Is file alignment on disk guaranteed, or does it depend on the file system?
The NVMe layer is not the same as the POSIX filesystem, there is no reason we need to throw that as part of knocking the POSIX filesystem off it's privileged position.
Overall you are talking about individual files, but remember what really distinguishes the filesystem is directories. Other database, even relational ones, can have binary blob "leaf data" with the properties you speak about.
> Is file alignment on disk guaranteed, or does it depend on the file system?
I think "guaranteed" is too strong a word given the number of filesystems and flags out there, but "largely" you get aligned I/O.
> The NVMe layer is not the same as the POSIX filesystem, there is no reason we need to throw that as part of knocking the POSIX filesystem off it's privileged position.
I'd say that the POSIX filesystem lives in an ecosystem that makes leveraging NVMe layer characteristics a viable option.

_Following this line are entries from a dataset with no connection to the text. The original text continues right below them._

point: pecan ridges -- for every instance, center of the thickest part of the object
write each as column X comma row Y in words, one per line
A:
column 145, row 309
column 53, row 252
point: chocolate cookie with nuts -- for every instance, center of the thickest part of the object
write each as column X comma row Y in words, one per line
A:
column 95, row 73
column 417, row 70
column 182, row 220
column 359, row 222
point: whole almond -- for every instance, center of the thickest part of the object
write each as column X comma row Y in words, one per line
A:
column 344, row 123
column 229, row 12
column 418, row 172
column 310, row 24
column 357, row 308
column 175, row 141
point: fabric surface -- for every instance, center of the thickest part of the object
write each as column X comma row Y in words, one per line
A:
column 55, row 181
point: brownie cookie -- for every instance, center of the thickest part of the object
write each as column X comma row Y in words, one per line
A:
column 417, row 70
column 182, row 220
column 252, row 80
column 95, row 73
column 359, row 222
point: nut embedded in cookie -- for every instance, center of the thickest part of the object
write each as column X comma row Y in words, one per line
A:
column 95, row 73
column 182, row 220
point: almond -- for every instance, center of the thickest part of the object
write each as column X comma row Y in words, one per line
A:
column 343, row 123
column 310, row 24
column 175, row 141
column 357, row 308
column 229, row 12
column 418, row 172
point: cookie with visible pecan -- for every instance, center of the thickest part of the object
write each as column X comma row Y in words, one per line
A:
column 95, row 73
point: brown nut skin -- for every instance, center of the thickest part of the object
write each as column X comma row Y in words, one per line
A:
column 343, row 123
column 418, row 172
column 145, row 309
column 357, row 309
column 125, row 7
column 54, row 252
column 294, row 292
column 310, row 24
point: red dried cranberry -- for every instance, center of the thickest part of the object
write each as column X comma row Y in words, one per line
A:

More along with the next point.
> Overall you are talking about individual files, but remember what really distinguishes the filesystem is directories. Other database, even relational ones, can have binary blob "leaf data" with the properties you speak about.
I think regardless of how you use a database, your interface is declarative. You always say "update this row" vs "fseek to offset 1048496 and fwrite 128 bytes and then fsync the page cache". Something needs to do the translation from "update this row" to the latter, and that layer will always be closer to hardware.